James H Doolittle: Aviation Racer, Stunt Pilot, WWII Legend

During World War I, California native James H. Doolittle (1896-1993) trained in the Army Signal Corps to become a pilot. He accomplished the first coast-to-coast crossing of the United States in less than 24 hours in 1922. One of the best performers of the 1920s, Doolittle was also a record-breaking racer and a legendary acrobatic pilot.

He won the Thompson Trophy in 1932, Schneider Trophy in 1925, and the Bendix Trophy in 1931. But his flying had a more important aspect as well. He was a superb test pilot who, in 1925, was among the first individuals to be awarded a Ph.D. in aeronautical engineering. He returned to active duty as a high-ranking commander in the USAAF during World War II, famously directing a risky long-distance bombing attack in Tokyo in 1942.

Early Life and Education

James Harold Doolittle, often known as "Jimmy," was born in Alameda, California, however, he lived much of his early years in western Alaska. Jimmy excelled as a boxer and gymnast while attending high school in Los Angeles. After high school, he attended the School of Mines at the University of California, Berkeley.

He left Berkeley in October 1917 and joined the Signal Corps Reserve and started his flying cadet training. He wed Josephine E. Daniels on December 24, 1917. They were married for seventy-one years before Josephine passed away. Their two sons both became military officers and pilots.

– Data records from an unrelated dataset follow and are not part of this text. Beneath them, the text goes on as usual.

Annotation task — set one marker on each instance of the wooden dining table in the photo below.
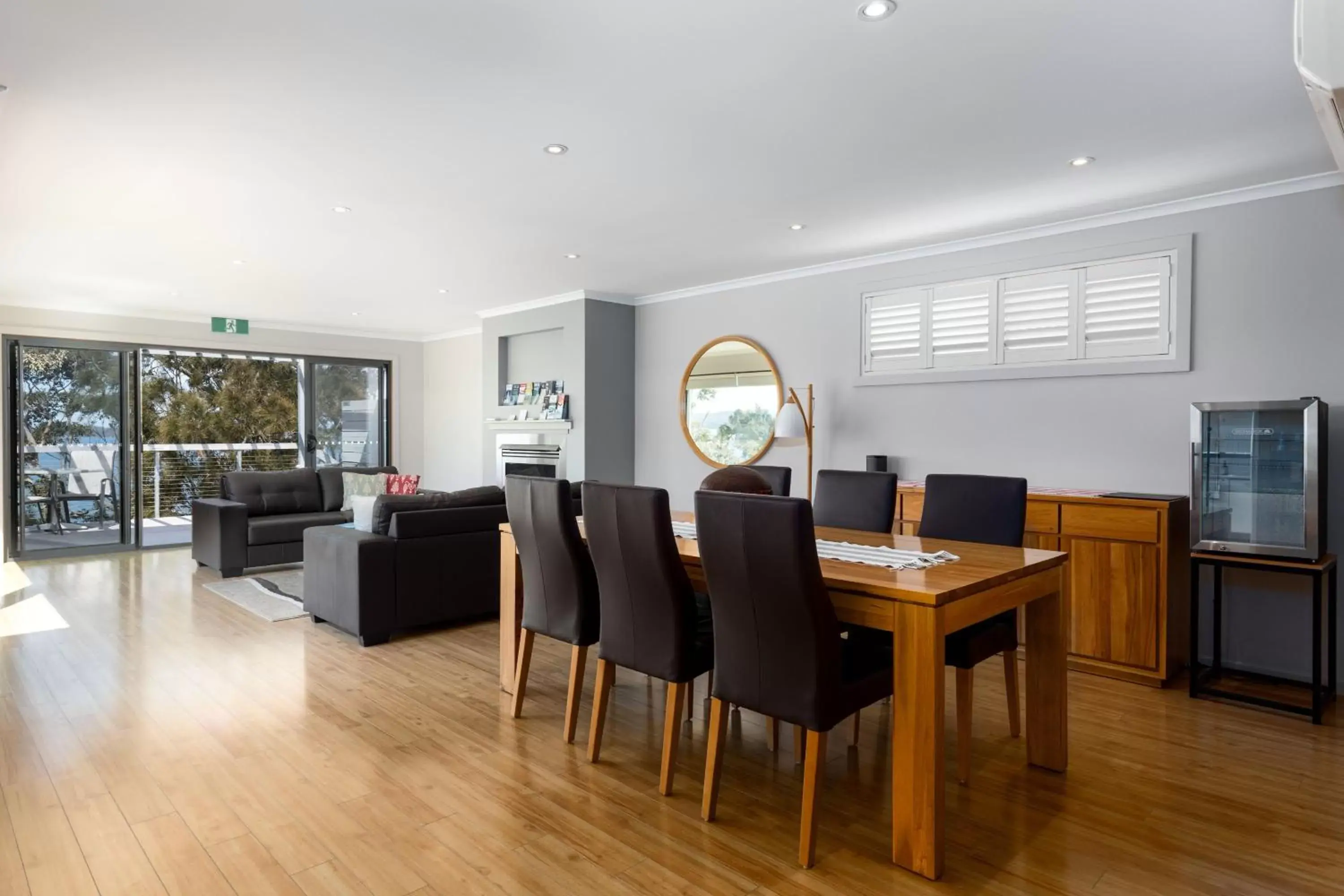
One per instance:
(920, 607)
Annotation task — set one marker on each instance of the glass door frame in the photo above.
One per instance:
(128, 520)
(308, 404)
(132, 443)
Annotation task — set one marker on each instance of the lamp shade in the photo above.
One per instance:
(789, 426)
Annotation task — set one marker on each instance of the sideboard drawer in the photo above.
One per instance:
(1043, 516)
(1100, 521)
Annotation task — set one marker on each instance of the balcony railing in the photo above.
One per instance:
(171, 474)
(174, 476)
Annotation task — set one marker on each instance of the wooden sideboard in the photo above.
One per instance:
(1127, 581)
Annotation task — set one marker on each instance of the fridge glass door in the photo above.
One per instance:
(1253, 487)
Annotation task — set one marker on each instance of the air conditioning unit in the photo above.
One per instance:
(1319, 52)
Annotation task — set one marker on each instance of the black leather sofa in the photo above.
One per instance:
(261, 516)
(432, 559)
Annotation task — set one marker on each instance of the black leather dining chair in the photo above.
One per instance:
(990, 509)
(777, 645)
(560, 586)
(855, 500)
(779, 477)
(652, 618)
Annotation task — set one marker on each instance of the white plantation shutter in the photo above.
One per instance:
(1077, 316)
(896, 331)
(1127, 307)
(1037, 318)
(961, 324)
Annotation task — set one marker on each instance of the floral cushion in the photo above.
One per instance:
(402, 484)
(355, 484)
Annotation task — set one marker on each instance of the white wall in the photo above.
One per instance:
(453, 413)
(1268, 324)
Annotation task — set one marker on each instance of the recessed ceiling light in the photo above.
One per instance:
(877, 10)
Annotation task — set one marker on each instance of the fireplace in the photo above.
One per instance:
(531, 458)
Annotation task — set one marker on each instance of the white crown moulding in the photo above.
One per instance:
(1323, 181)
(557, 300)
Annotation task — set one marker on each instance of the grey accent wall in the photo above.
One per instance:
(1268, 324)
(596, 359)
(609, 392)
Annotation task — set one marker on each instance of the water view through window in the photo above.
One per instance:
(105, 465)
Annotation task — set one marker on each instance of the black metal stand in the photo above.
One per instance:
(1203, 680)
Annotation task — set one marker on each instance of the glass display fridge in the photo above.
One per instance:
(1258, 477)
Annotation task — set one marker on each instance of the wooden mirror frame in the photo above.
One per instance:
(686, 378)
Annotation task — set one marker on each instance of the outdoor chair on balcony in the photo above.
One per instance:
(89, 466)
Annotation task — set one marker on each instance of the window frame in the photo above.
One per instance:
(1176, 359)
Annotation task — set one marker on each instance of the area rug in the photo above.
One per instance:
(275, 595)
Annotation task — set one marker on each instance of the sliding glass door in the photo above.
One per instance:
(70, 426)
(112, 444)
(349, 414)
(202, 416)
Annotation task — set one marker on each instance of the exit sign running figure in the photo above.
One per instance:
(229, 326)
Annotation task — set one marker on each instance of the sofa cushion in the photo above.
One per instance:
(283, 530)
(362, 484)
(362, 508)
(482, 496)
(402, 484)
(268, 493)
(334, 491)
(389, 504)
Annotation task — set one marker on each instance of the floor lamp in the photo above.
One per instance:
(795, 426)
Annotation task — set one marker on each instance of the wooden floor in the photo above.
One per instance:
(167, 742)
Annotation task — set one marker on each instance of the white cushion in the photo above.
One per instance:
(355, 484)
(363, 508)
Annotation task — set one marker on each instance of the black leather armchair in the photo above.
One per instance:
(261, 516)
(420, 567)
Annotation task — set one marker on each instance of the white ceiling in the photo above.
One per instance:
(146, 144)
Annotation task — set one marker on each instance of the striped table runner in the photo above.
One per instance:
(869, 555)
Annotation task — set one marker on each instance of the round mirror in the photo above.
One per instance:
(730, 396)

Achievements during World Wars

Jimmy was commissioned as a second lieutenant in the Signal Corps Aviation Section in March 1918. He worked as a flight teacher at brand-new air bases in Texas, Louisiana, Ohio, and California during World War I. In July 1920, he was promoted to first lieutenant.

Jimmy studied aviation as well as aviation research after earning his degree from Berkeley in 1922 and went on to become one of the most well-known pilots of the interwar period. With just one stop for refueling, he accomplished the very first cross-country journey between Florida and California lasting 21 hours, 19 minutes.

Jimmy Doolittle invented a funnel-and-tube-based "pilot dehydrator"—possibly the first airplane toilet—to assist his record-breaking 1922 coast-to-coast journey. He was awarded the United States Distinguished Flying Cross for this achievement.

Jimmy participated in air shows and tried his hand at several high-speed records. One of his victories was the Schneider Cup Race in 1925, where he averaged 232 mph and won the Mackay Trophy the subsequent year. He accomplished the outside loop maneuver, which was considered to be unachievable, in 1927!

His Research Changed Aviation Industry

The stunt pilot Jimmy Doolittle was much more than just an airshow stunt pilot. His innovations in the field of aviation altered aviation operations. The military sent him to MIT and the Air Service Engineering School in the 1920s, where he completed his master's degree through studies on airplane acceleration trials for which he was awarded a 2nd Distinguished Flying Cross.

He graduated from MIT in 1926 with a Doctorate of Science, becoming the country's first person to have that title in the field of aeronautical engineering. In 1929, he was the very first aviator to lift off, cruise, and land without looking out the plane's windows because he established instrument flight procedures. He created instruments for precision flying and then instructed aspiring pilots in its use.

Services for Aviation Industry

He worked on the Navy Test Board, piloted test aircraft, and received specialized training in high-speed flight. He provided advice aviation advances and assisted oil firms in testing new aviation gases.

The military dispatched Jimmy to Chile in the spring of 1926 with a flight demonstration crew. He broke both of his ankles there, yet he continued to fly his presentation in a P-1 Hawk while wearing casts.

He participated in the Baker Board's aviation assessment in 1934, and in 1940 he served as the Institute of Aeronautical Science's president. Jimmy coordinated with auto manufacturers to establish strategies for their industrial facilities to produce aircraft if America entered the fight as World War II broke out in the Pacific and Europe. He traveled to Britain on behalf of the American military and administration to research and report on developments in air power and Allied military hardware.

Doolittle Raid

Following the Japanese attacks on Pearl Harbor on Dec. 7, 1941, the US engaged in World War II. Jimmy Doolittle returned to the armed services and was promoted from major to lieutenant colonel in January 1942. He immediately started preparing for the first attack in retaliation against Japan. He was awarded the Medal of Honor for organizing and carrying out the raid, which now carries his name.


United States Space Program

Jimmy participated on military boards after World War II ended and actively helped launch the American Space Program. Together with Robert Goddard, he oversaw the National Advisory Committee for Aeronautics in 1956.

He left the Air Force Reserve in February 1959, although he continued to work and serve as a consultant to the military and commercial aviation communities until his demise. James Doolittle, who passed away in Pebble Beach, California, on September 27, 1993, is buried at Arlington National Cemetery next to his wife Josephine.